Once the song switches into a melodic clean section, Tommy sums up the song with the line “It all makes sense; we’re capable of beauty.” The song ends in a manner similar to how it began, in chaos. “Destructo Spin” goes through business as usual for the boys before they take on an almost exhilarating black metal sounding section at the end.
If there was any doubt that BTBAM play deathcore, look no further than “Aesthetic.” This song actually has three breakdowns, even opening and closing in one. They actually do it quite well for what it is. The last song, “The Need For Repetition”, is an intentionally repetitive statement on child molesters and pedophiles. The song is very dark and heavy, with Tommy growling “Fucking whore of disgust.” This is a raw and emotional song, very fitting for the album’s closer.
But wait, there’s more! If you act now and stick around past the silence, you get a hidden bonus track, “The Man Land,” with no extra charge! This outtake sees Tommy seemingly parodying his vocal style from their self titled album with lyrics like “YEEEEAAAHH! I’M A MAN! I’M NO GODDAMN WOMAN!”

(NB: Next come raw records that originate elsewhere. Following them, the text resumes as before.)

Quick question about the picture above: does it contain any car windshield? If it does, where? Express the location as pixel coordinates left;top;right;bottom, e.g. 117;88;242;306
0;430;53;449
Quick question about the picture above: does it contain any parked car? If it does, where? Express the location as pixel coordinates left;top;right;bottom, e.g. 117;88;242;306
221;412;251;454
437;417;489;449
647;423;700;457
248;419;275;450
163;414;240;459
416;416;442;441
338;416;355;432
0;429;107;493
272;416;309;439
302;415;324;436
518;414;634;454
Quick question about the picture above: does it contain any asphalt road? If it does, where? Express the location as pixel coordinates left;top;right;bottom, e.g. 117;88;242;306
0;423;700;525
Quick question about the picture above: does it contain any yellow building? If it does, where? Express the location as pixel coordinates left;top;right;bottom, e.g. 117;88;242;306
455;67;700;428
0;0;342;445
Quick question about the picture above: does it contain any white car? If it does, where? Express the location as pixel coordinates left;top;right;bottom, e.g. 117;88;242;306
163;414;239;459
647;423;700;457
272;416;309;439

This album is often overlooked by fans of Between the Buried and Me’s more progressive material, but it showcases how deathcore can be done right, in a manner of honest musicianship. After this album’s cycle, the band underwent a drastic lineup change that saw a shift in style to a more progressive metal sound that they band touched on in this release. The band don’t like to play much material from this album, with “Mordecai” and “Ad A Dglgmut” showing up in sets on good days. Even though this album is an overlooked portion of the band’s catalog, this album proves that, once again, deathcore isn’t total shit.